Vivir como si fuera el último día
“El objetivo del trasplante es que hagan vida normal sabiendo que habrá cosas que no podrán hacer”, dice Cristina Berastegui. En el caso del trasplante de pulmón, por ejemplo, los pacientes tienen que tener más precaución con las infecciones, puesto que es un órgano expuesto al exterior. “No consiste en meterse en una urna, sino que puedan relacionarse y hacer vida normal, pero con precaución. Después del trasplante tienen que ser responsables de su salud”, argumenta.
Lo primero que preguntan los pacientes es la fecha de caducidad del órgano trasplantado. “Les decimos que a los cinco años pueden tener, de media, un rechazo y hay quien vive obsesionado con esta fecha”, explica Cristina Berastegui. La mayoría, sin embargo, vive al día, como Yolanda: “Vivo el día a día intensamente, como si fuera el último día de mi vida. Antes de trasplantarte todos pensamos en el futuro. Una vez trasplantado, no. Si quieres hacer una cosa, la haces”.

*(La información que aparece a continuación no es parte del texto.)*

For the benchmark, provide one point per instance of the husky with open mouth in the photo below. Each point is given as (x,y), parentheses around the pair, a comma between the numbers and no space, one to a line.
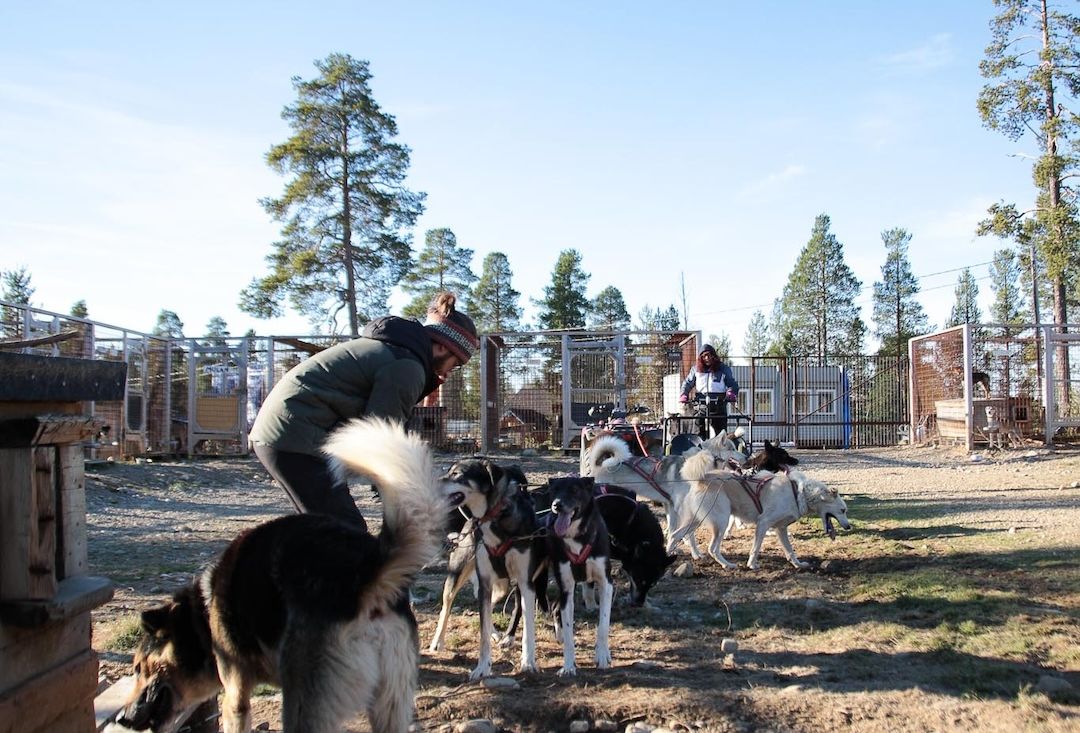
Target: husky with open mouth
(308,602)
(579,552)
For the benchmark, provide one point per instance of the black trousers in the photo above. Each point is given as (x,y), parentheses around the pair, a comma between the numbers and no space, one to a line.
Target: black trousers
(310,484)
(715,417)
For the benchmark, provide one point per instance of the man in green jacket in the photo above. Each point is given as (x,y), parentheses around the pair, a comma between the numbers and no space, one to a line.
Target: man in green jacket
(386,372)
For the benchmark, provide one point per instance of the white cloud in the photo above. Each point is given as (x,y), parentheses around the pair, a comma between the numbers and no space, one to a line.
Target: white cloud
(933,54)
(766,187)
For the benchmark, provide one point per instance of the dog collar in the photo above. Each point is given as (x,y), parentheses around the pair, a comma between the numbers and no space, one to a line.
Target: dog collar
(503,548)
(495,511)
(578,558)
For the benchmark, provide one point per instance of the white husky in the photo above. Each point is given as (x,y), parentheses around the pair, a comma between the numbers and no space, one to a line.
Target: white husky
(766,499)
(659,479)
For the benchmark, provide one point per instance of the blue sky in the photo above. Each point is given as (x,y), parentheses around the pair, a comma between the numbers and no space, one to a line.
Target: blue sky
(667,143)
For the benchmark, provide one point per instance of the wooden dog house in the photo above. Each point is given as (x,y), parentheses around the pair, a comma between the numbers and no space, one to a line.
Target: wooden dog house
(48,666)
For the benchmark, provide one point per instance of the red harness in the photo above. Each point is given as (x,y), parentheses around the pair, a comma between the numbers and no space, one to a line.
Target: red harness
(635,463)
(755,493)
(578,558)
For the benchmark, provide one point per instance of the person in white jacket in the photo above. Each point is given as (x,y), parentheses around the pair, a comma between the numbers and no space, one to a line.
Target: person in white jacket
(714,382)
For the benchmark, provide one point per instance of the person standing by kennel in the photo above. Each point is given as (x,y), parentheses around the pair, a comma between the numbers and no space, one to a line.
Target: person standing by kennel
(713,382)
(385,372)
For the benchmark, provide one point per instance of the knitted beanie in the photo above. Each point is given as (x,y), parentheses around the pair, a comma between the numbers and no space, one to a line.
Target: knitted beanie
(450,327)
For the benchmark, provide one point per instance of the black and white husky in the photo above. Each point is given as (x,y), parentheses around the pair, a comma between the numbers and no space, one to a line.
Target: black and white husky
(509,550)
(578,548)
(308,602)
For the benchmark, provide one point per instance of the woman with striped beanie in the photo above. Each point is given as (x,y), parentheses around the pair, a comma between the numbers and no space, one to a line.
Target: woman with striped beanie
(385,372)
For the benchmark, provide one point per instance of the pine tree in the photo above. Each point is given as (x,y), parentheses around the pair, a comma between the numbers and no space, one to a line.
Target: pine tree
(16,289)
(1033,67)
(966,308)
(494,302)
(608,311)
(817,315)
(217,331)
(756,339)
(1008,306)
(898,315)
(169,325)
(721,343)
(441,266)
(345,213)
(565,304)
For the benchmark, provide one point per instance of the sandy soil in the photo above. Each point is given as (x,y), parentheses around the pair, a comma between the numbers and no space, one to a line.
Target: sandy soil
(802,662)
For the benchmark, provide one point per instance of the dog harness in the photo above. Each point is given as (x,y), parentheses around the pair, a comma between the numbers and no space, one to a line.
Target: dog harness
(578,558)
(649,475)
(755,492)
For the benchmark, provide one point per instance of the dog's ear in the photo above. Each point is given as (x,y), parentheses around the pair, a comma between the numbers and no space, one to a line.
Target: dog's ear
(494,472)
(515,474)
(156,619)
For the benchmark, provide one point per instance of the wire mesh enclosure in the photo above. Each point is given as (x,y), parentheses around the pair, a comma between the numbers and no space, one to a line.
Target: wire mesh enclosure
(986,384)
(980,384)
(538,389)
(842,402)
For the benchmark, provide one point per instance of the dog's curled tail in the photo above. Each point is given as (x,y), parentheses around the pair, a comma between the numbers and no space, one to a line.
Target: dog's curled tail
(697,465)
(414,506)
(607,452)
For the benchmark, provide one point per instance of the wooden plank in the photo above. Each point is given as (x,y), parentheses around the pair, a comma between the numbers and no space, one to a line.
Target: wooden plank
(43,703)
(46,430)
(16,496)
(76,719)
(32,409)
(73,596)
(27,652)
(71,553)
(38,340)
(112,701)
(30,377)
(42,558)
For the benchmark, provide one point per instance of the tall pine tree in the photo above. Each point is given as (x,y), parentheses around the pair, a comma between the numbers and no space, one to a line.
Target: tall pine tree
(345,212)
(441,266)
(608,311)
(818,315)
(564,304)
(898,315)
(495,303)
(966,307)
(756,338)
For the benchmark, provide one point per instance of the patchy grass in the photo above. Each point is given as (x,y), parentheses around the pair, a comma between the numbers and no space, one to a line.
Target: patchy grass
(121,635)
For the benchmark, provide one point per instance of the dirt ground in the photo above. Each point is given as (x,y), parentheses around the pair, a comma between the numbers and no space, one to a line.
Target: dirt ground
(836,647)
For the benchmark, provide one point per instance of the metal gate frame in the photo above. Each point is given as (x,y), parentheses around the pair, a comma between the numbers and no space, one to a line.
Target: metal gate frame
(615,348)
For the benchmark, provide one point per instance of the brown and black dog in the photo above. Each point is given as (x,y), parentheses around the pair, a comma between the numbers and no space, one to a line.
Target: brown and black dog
(308,602)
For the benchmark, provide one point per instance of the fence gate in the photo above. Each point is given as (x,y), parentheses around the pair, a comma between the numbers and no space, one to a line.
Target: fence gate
(217,397)
(594,374)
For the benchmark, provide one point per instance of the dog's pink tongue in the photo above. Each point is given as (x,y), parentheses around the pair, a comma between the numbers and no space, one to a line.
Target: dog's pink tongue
(829,530)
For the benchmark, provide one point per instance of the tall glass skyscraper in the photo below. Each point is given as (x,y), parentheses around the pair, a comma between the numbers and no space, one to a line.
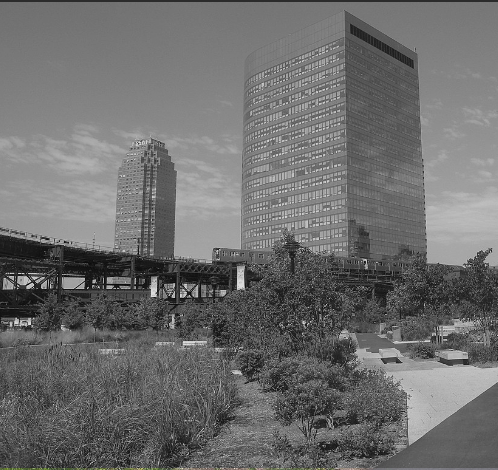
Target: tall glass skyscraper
(146,201)
(332,142)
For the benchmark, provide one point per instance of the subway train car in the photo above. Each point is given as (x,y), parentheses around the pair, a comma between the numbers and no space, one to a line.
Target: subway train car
(236,255)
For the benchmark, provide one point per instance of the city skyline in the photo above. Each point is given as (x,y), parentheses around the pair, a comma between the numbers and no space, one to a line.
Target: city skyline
(80,81)
(332,142)
(146,201)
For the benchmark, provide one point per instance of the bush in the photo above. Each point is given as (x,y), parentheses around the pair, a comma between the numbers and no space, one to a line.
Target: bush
(250,362)
(459,341)
(282,375)
(419,329)
(364,440)
(422,350)
(374,397)
(341,352)
(303,402)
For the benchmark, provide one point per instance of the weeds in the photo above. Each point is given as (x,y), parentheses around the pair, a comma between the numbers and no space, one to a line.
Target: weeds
(68,406)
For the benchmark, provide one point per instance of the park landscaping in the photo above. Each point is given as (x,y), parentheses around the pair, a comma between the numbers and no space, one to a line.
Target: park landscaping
(161,406)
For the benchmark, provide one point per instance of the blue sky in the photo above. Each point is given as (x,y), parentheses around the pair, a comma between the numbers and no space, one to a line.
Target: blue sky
(80,81)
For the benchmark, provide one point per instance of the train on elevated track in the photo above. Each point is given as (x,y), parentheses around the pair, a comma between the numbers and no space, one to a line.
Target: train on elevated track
(236,255)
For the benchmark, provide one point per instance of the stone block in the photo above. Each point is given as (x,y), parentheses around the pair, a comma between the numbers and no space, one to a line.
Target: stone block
(389,355)
(112,352)
(453,356)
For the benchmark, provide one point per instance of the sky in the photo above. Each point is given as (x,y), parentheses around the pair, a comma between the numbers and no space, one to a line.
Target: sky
(80,81)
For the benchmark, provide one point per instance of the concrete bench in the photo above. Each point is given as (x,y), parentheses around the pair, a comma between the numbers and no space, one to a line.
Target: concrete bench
(453,356)
(389,355)
(189,344)
(112,352)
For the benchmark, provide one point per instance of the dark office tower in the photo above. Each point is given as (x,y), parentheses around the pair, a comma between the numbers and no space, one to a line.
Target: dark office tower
(145,204)
(332,147)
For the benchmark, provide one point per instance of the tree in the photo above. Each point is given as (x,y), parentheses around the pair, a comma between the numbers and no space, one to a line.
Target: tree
(49,315)
(285,310)
(479,287)
(73,315)
(96,312)
(424,290)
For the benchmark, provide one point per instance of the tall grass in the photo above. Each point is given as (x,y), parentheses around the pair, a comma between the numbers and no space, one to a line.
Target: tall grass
(68,406)
(87,334)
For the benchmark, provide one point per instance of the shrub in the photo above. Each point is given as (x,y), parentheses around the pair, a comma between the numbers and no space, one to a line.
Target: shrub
(419,329)
(250,362)
(282,375)
(422,350)
(374,397)
(457,341)
(341,352)
(303,402)
(364,440)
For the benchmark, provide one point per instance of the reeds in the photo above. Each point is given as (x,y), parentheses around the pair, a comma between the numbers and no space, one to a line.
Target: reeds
(68,406)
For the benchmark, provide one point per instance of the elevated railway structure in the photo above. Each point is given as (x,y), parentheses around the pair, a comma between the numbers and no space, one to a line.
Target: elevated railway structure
(32,266)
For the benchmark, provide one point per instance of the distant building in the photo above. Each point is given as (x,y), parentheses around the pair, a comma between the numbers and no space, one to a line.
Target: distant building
(332,142)
(146,199)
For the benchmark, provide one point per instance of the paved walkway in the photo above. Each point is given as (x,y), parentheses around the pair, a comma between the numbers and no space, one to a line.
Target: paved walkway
(436,393)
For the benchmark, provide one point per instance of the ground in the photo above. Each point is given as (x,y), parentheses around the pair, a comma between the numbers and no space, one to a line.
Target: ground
(246,440)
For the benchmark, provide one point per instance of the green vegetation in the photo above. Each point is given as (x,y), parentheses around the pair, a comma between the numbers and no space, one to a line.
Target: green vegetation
(288,325)
(68,406)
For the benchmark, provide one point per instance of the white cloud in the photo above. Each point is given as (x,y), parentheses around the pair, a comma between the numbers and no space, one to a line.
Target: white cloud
(482,162)
(479,117)
(442,157)
(81,153)
(463,217)
(453,133)
(75,200)
(205,191)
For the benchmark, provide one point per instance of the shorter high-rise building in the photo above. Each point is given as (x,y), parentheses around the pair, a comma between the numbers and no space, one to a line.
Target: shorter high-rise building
(146,200)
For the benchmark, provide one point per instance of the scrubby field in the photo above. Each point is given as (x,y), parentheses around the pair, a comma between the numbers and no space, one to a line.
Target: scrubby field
(68,406)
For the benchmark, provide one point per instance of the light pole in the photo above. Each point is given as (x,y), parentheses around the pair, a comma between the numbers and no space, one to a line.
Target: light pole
(292,246)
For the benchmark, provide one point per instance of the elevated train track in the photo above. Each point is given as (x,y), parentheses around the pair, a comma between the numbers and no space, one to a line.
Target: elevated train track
(32,266)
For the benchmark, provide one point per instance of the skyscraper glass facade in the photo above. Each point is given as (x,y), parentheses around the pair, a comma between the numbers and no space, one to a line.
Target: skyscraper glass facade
(332,142)
(146,201)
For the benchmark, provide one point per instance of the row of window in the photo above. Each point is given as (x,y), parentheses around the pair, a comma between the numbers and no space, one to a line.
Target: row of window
(295,61)
(296,185)
(285,100)
(301,158)
(383,62)
(320,88)
(386,199)
(401,156)
(295,73)
(359,33)
(382,84)
(302,171)
(407,173)
(300,119)
(374,141)
(391,210)
(336,247)
(298,133)
(298,146)
(295,212)
(295,199)
(387,118)
(296,225)
(390,228)
(378,130)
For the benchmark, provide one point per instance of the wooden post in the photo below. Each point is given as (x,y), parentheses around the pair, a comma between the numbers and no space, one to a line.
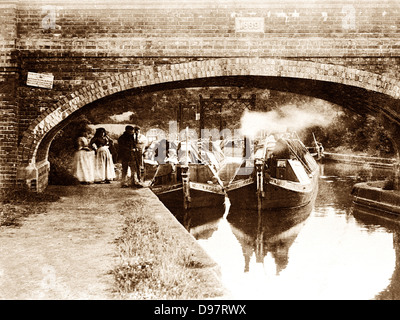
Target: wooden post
(185,176)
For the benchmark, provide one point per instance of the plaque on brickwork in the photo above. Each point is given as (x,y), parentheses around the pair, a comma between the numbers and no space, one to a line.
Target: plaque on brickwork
(249,24)
(40,80)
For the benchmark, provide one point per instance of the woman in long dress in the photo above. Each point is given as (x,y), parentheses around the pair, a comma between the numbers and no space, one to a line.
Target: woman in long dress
(83,165)
(103,164)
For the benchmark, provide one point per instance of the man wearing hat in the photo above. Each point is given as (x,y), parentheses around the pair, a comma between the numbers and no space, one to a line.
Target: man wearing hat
(129,153)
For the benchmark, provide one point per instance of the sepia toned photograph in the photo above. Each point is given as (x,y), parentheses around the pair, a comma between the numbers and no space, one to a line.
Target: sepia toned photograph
(213,151)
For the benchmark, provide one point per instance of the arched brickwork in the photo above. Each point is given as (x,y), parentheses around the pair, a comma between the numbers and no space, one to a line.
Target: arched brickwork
(207,68)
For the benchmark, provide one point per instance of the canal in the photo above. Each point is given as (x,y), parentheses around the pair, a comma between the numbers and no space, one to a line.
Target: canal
(327,250)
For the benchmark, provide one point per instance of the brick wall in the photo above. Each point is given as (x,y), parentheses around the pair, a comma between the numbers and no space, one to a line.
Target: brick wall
(82,42)
(8,97)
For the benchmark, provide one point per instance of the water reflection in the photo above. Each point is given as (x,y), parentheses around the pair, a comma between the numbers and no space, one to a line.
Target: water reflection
(328,250)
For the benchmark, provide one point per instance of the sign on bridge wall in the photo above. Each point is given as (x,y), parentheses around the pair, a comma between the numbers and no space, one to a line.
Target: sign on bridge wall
(40,80)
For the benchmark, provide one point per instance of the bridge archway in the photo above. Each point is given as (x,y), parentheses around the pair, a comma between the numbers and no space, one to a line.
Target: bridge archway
(359,90)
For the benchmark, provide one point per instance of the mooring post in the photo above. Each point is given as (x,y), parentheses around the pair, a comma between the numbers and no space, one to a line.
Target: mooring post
(396,182)
(186,187)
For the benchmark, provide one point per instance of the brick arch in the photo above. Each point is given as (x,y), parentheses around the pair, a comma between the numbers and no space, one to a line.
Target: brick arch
(152,75)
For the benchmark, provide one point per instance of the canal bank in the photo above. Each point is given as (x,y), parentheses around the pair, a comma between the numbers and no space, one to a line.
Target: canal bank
(71,251)
(375,162)
(374,195)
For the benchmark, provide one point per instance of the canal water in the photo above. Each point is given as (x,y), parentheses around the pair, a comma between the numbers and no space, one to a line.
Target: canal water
(328,250)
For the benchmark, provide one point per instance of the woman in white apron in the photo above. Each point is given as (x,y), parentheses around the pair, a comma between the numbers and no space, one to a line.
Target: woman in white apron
(104,165)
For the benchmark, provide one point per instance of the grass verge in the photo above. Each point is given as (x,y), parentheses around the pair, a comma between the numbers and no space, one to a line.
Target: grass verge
(153,264)
(17,204)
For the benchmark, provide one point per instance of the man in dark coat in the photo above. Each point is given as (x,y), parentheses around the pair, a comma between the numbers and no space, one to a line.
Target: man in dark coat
(128,155)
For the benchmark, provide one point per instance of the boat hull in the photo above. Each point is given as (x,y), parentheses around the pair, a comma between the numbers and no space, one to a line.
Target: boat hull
(174,197)
(277,194)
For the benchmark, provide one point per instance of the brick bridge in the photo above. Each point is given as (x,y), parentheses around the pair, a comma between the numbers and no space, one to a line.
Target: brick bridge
(346,52)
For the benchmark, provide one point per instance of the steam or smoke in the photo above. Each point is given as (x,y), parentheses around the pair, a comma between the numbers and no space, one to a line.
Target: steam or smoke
(286,118)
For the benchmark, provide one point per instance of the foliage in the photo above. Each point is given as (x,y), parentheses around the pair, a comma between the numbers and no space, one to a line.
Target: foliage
(153,265)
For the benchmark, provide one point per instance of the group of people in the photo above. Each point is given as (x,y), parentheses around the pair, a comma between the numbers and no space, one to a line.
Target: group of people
(95,163)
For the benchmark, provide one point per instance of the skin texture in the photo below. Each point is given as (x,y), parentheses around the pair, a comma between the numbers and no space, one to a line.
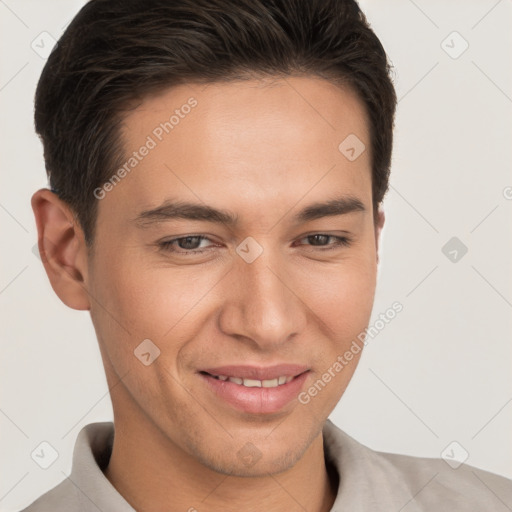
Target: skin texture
(262,149)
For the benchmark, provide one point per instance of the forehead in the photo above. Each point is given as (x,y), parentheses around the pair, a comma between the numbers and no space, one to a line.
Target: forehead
(245,142)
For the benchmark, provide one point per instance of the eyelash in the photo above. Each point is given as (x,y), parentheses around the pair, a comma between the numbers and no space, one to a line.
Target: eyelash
(341,241)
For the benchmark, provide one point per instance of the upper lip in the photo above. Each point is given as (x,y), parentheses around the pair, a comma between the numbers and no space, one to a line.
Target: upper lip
(258,372)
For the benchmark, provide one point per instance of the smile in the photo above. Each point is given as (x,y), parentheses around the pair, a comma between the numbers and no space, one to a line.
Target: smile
(255,383)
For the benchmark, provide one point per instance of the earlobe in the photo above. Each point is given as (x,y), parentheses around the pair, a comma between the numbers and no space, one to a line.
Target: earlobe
(381,218)
(62,249)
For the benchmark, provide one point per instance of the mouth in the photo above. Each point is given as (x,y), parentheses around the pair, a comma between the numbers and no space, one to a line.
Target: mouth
(255,390)
(254,383)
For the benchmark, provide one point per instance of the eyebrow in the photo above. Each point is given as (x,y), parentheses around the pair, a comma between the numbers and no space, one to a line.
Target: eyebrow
(170,210)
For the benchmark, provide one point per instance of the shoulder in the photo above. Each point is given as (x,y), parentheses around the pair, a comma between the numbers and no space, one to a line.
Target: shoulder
(416,483)
(461,487)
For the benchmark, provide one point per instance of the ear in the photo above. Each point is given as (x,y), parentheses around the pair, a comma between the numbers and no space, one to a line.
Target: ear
(62,248)
(381,217)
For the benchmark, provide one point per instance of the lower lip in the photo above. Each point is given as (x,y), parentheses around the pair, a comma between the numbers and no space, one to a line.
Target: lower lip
(256,400)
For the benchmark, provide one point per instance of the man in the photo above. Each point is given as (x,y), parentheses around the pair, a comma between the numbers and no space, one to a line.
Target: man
(217,173)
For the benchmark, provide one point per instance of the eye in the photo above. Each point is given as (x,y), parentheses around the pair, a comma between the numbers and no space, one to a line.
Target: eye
(318,238)
(189,244)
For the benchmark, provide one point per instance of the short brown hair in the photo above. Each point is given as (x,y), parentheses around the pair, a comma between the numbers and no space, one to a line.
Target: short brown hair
(116,51)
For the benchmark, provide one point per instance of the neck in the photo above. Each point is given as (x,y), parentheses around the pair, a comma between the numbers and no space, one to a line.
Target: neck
(153,473)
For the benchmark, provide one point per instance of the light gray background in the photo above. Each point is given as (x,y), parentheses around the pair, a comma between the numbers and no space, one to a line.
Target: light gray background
(439,372)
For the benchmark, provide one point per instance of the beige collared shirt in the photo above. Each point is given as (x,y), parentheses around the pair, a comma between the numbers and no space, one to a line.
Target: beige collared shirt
(368,480)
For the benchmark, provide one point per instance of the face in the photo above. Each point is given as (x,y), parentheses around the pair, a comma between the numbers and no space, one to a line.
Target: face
(262,286)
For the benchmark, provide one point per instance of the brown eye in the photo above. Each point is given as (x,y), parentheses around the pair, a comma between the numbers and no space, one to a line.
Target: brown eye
(184,245)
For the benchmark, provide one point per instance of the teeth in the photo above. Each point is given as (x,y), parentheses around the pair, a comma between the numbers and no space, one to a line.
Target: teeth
(254,383)
(272,383)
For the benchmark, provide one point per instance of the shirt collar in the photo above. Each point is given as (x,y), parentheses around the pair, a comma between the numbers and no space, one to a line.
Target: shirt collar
(366,479)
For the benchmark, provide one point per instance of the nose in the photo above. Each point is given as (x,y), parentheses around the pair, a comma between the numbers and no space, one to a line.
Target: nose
(263,303)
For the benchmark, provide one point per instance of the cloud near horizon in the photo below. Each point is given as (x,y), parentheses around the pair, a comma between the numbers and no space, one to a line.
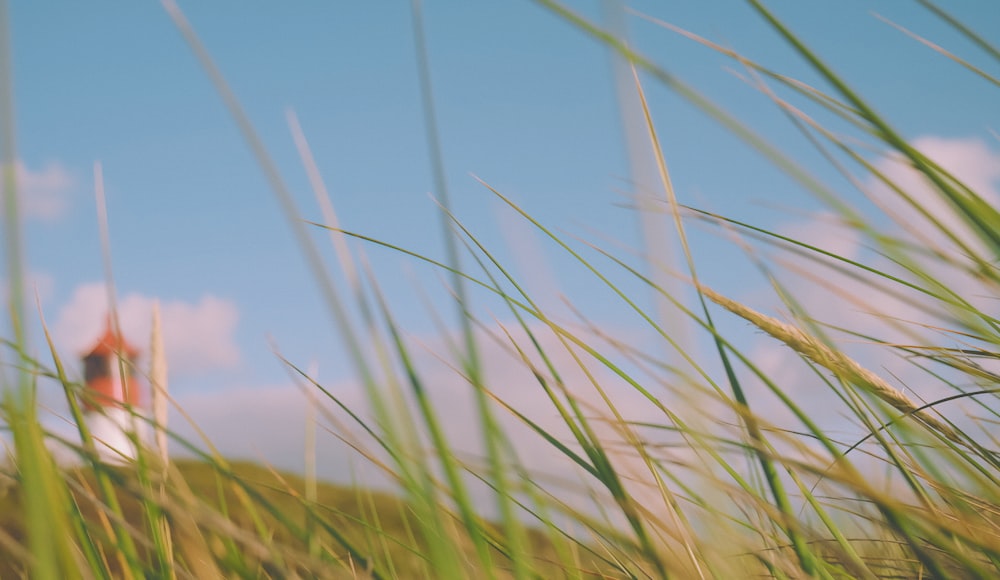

- Eva Casanovas: 53 años, trasplantada tres veces de riñón A los 11 años, sus riñones ya empezaron a dar problemas –sufre una enfermedad renal crónica– y empezó a hacer diálisis. A los 13 años le hicieron el primer trasplante de riñón de donante vivo, su madre, pero la intervención no fue bien y al cabo de 48 horas le tuvieron que retirar el órgano de urgencia. Entró en lista de espera para un nuevo trasplante y a los 15 años se sometió a un segundo trasplante de riñón que le duró 8 años. Estuvo en diálisis 13 años y sufrió un ictus, hasta que con 36 años se sometió al tercer trasplante y hasta hoy. Tiene la seguridad de que este riñón es el definitivo y por eso no piensa en el futuro. “Estoy convencida de que este es el riñón para mí. En los otros trasplantes tenía miedo; en el tercero, no”.
- Yolanda Fernández: 46 años, trasplantada de pulmones Hace tres años y medio recibió un trasplante bipulmonar. Tenía una enfermedad de predisposición genética, neumonitis por hipersensibilidad a las palomas. Con 30 años solo tenía un 60% de capacidad pulmonar. Tuvo una fibrosis pulmonar, tenía un cansancio extremo y empezó a perder capacidad pulmonar progresivamente. La enfermedad avanzaba tan rápido que le dieron dos años de vida. Estuvo un año en lista de espera hasta que recibió los preciados pulmones.
- Laura Geli: 58 años, trasplantada de hígado Sufre una hepatitis autoinmune desde los 18 años que ha mantenido bajo control durante 40 años con medicación y haciendo una vida completamente normal. Hasta que hace siete años, de repente, se empezó a encontrar mal, estaba muy cansada y sufría hemorragias internas. El hígado dijo basta y le hicieron pruebas para ver si era candidata a trasplante. Explica que se fue degradando muy rápido, tuvo una embolia y pasó de pesar 70 kg a 45. Hace siete años, con 51 años, le hicieron el trasplante. Plasmó su experiencia en el libro 'Reinici', para explicar muchas de las emociones que se le habían quedado adentro.